Complete Newby Question - Use hydra with dovecot authentication?

Pardon this very uninformed question.

We have an email system set up with postfix/dovecot and I’d like to add more security to the simple passwords in place now. We also have a campus wide subscription to Duo which allows us to easily add a second factor to ssh logins. Simplistically just pointing the dovecot to this service requires the user to acknowledge a new login at frequent and poorly defined intervals. Can I use oauth2 to set up predefined known devices to handle this? And set up a web interface to allow the user to make such devices known?

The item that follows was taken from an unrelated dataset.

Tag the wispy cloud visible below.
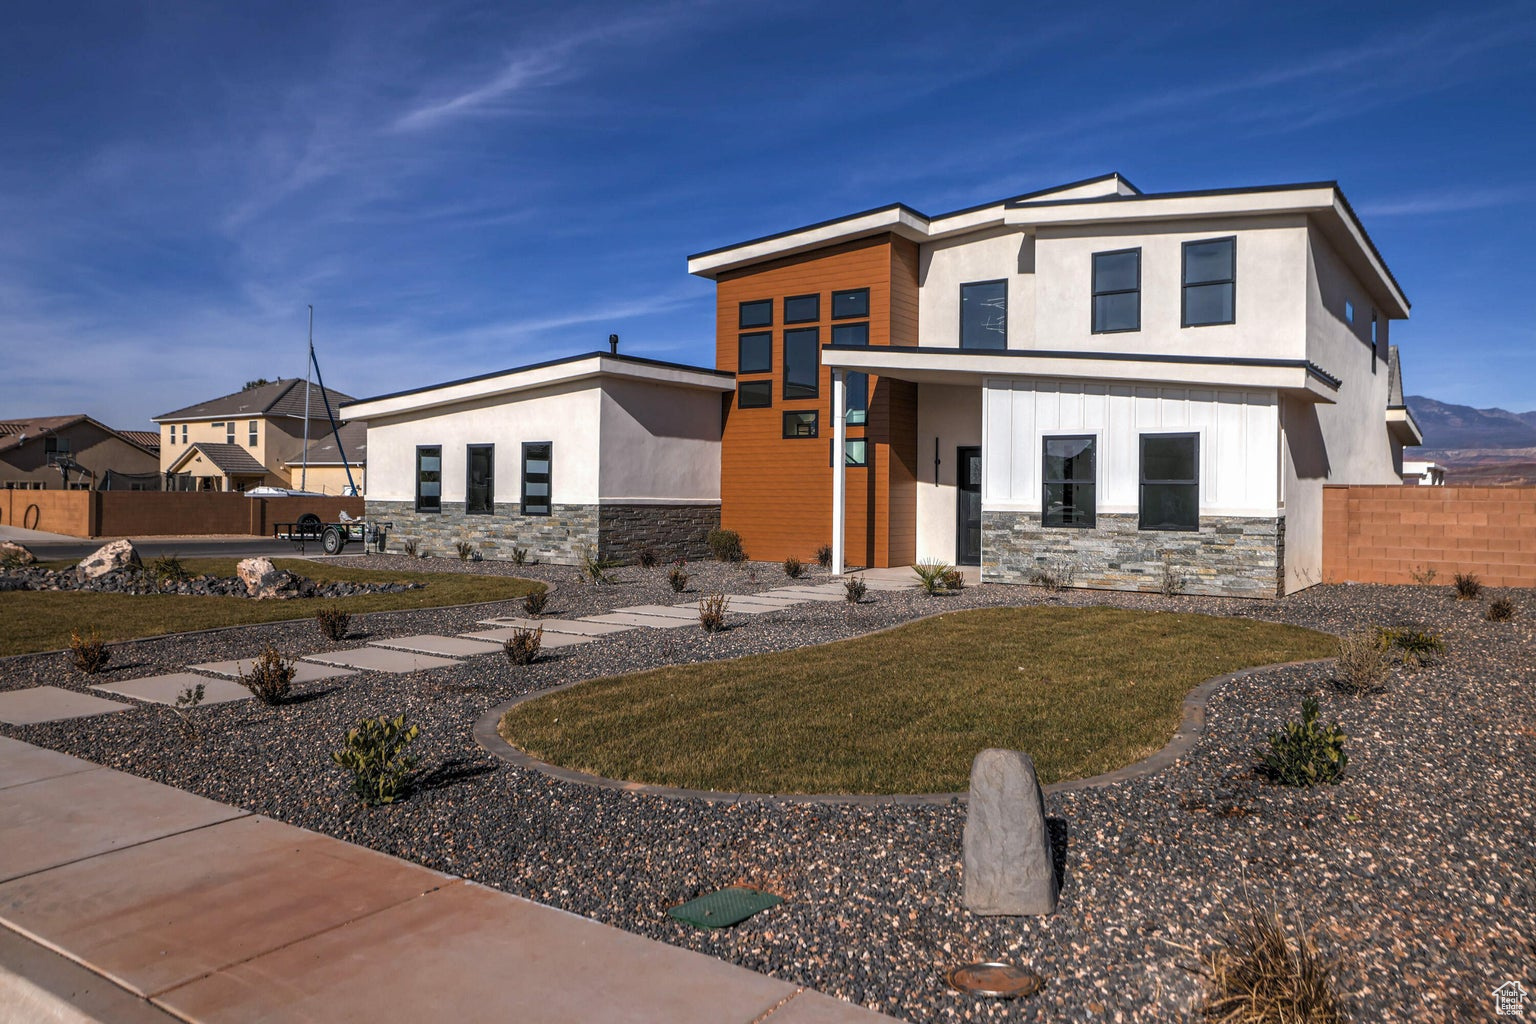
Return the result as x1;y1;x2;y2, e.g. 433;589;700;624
1357;186;1531;218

I have looked at the documentation and found a hook from dovecot to an oauth2 provider. As a complete newbie, I have found the docker setup of hydra to work but the docs suggest that for a production system I need to work outside of docker. Is this true? I am finding these so-called restful APIs far from restful.

Made my day

You can run Docker in production and it always depends on context. If you run a system that’s global scale with 2.5bn users you have different requirements than e.g. dovecot with ca couple of hundred users. You can run Hydra in Docker, and directly on Win,macOS,Linux,… as well as on all CPU platforms (ARM, amd64, i386, …)

The way you log people in is up to you with Hydra. You could for example write a small application with a web form that uses the dovecot user database. Then you use that small application in your hydra flow (what we call the “login/consent app”). That’s basically it.

However, you’re definitely on new terrain here. I don’t think we’ve seen this use case before.

Thanks so much for your quick response. I’m surprised that this application is new ground since dovecot does have a hook to oauth2, but that reference suggests using it in conjunction with other providers such as google.

I’m less concerned with performance than understanding what is going on to set up hydra without docker. I could very well have overlooked documentation that covers a bare metal sort of install, but the ones I see seem to always invoke docker. Downloading the source revealed a Makefile with docker commands within it.